In questo senso prosegue anche il progetto «EquiBios-SIF» è un percorso formativo per gli studenti universitari che saranno i professionisti della salute di domani (medici, farmacisti, infermieri), che serve a fare conoscere cosa sono e quali sono i percorsi regolatori che portano alla immissione in commercio dei farmaci equivalenti e biosimilari.
 
“Non è più accettabile che su questi temi gli studenti non ricevano una informazione precisa da chi questi temi li conosce, per formazione, molto bene – afferma il Presidente SIF, Alessandro Mugelli –. Purtroppo, la nostra esperienza è che troppi operatori sanitari hanno convinzioni errate, non avendo purtroppo avuto questo tipo di informazione durante l’università”.
 
“Equivalente – spiega SIF nel suo position paper – significa quindi dimostrare che le differenze di comportamento tra i due farmaci nell’organismo […] non sono diverse rispetto all’intervallo di variabilità ritenuto internazionalmente compatibile con la bioequivalenza e quindi con la equivalenza terapeutica». In altre parole, sostanzialmente, per farmaci che contengono lo stesso principio attivo nella medesima quantità, occorre dimostrare che alcuni parametri rilevanti per il profilo farmacocinetico, cioè fondamentalmente il tempo di assorbimento e la concentrazione massima raggiunta nel sangue, sono sovrapponibili”.
 
Va precisato che “come per qualsiasi altro farmaco – scrive la SIF – i controlli sugli equivalenti sono rigorosi e continui e per quei farmaci con basso indice terapeutico (antiepilettici, anticoagulanti orali, antiaritmici e altri), gli intervalli per i criteri di bioequivalenza sono più stretti”. L’indice terapeutico è un parametro che individua il rapporto tra la concentrazione terapeutica e quella che causa effetti negativi, e rappresenta quindi un indicatore di sicurezza e della maneggevolezza di un trattamento farmacologico.

Infine, la raccomandazione della Società, che invita i cittadini a fidarsi delle fonti corrette e intende proporsi come «l’amico colto del cittadino». “Ancora oggi troppi operatori sanitari e troppi pazienti – avverte quindi SIF in chiusura del documento – considerano, per mancanza di una corretta informazione, gli equivalenti come farmaci inferiori rispetto a quelli di riferimento in termini di efficacia clinica, tollerabilità e, addirittura, di qualità.
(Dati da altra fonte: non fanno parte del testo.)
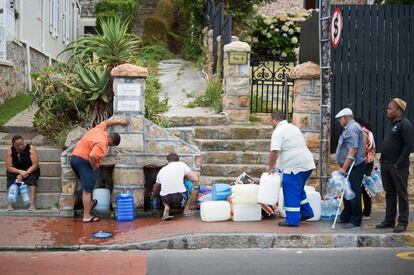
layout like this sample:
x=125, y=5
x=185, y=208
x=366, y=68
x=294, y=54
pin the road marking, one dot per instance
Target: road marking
x=406, y=255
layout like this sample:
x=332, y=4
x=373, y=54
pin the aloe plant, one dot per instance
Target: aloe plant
x=113, y=45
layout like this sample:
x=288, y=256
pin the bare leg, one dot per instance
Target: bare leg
x=33, y=198
x=87, y=203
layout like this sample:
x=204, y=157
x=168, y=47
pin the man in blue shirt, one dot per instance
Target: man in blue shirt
x=351, y=149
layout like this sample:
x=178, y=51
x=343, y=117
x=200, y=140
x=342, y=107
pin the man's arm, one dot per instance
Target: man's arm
x=273, y=156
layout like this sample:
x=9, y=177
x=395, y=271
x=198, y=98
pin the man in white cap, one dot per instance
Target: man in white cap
x=395, y=162
x=351, y=148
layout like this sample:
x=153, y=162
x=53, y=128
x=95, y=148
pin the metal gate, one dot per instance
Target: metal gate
x=271, y=87
x=373, y=64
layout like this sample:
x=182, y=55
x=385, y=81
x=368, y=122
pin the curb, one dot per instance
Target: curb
x=242, y=241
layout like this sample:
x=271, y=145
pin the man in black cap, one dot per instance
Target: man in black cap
x=395, y=161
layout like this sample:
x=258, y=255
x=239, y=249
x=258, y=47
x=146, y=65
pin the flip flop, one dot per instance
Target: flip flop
x=95, y=202
x=93, y=219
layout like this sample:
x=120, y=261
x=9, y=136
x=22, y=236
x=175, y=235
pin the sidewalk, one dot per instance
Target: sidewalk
x=40, y=233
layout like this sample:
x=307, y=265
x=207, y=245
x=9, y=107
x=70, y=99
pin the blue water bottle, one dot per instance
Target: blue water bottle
x=125, y=209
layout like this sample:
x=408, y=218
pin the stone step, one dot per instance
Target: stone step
x=232, y=170
x=43, y=200
x=47, y=169
x=45, y=153
x=44, y=184
x=234, y=157
x=234, y=132
x=213, y=180
x=206, y=120
x=256, y=145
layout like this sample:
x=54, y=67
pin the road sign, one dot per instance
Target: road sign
x=337, y=25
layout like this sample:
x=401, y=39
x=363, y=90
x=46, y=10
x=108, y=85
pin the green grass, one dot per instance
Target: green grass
x=13, y=106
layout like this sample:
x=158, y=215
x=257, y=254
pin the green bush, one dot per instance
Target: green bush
x=156, y=31
x=211, y=97
x=111, y=9
x=165, y=9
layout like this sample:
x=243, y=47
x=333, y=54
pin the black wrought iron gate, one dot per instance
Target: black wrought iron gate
x=271, y=87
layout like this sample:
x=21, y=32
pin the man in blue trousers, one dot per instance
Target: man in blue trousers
x=288, y=152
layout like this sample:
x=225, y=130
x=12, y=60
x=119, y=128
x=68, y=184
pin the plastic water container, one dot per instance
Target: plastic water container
x=215, y=211
x=314, y=199
x=269, y=187
x=244, y=194
x=12, y=194
x=125, y=210
x=25, y=192
x=246, y=212
x=220, y=191
x=103, y=196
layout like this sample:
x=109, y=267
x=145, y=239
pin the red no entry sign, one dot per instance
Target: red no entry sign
x=337, y=24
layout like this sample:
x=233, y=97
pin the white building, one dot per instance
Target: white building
x=38, y=30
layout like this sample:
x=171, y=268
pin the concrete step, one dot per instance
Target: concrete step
x=205, y=120
x=213, y=180
x=43, y=200
x=44, y=184
x=243, y=145
x=232, y=170
x=45, y=153
x=47, y=169
x=233, y=157
x=234, y=132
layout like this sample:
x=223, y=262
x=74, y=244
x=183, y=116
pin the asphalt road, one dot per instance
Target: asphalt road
x=281, y=261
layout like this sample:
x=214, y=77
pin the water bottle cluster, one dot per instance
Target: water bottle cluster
x=373, y=183
x=14, y=191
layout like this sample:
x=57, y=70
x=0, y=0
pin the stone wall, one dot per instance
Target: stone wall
x=88, y=7
x=13, y=74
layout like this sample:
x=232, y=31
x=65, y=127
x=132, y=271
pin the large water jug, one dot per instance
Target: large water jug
x=103, y=196
x=215, y=211
x=220, y=191
x=314, y=199
x=246, y=212
x=25, y=192
x=244, y=194
x=269, y=189
x=12, y=194
x=125, y=210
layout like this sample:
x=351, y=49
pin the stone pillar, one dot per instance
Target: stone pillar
x=210, y=57
x=306, y=106
x=236, y=81
x=129, y=87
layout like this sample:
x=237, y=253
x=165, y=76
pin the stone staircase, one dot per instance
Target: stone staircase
x=49, y=183
x=230, y=150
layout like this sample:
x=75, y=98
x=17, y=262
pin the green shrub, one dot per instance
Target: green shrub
x=156, y=31
x=153, y=104
x=165, y=9
x=12, y=106
x=110, y=9
x=211, y=97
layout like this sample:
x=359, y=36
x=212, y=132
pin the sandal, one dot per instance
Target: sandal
x=92, y=219
x=94, y=203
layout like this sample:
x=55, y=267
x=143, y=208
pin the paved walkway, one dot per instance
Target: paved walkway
x=182, y=83
x=30, y=232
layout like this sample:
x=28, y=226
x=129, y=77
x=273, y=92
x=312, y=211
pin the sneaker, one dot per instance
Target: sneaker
x=400, y=228
x=351, y=226
x=384, y=224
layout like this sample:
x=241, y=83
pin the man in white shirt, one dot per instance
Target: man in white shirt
x=174, y=193
x=289, y=153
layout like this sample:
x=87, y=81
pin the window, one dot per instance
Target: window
x=66, y=22
x=54, y=17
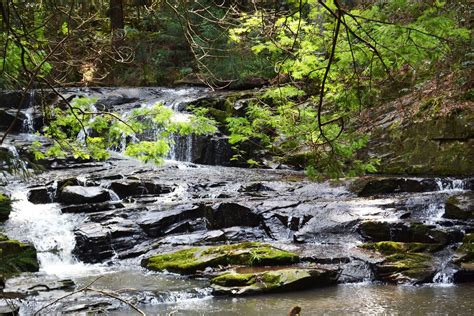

Ciò, ovviamente, è del tutto falso; l’esperienza nell’uso clinico quotidiano, i dati provenienti dalla letteratura scientifica, la qualità dei percorsi autorizzativi e dei controlli da parte delle autorità regolatorie deve rassicurare sanitari e pazienti sulla loro sovrapponibilità in termini di qualità, efficacia e sicurezza”.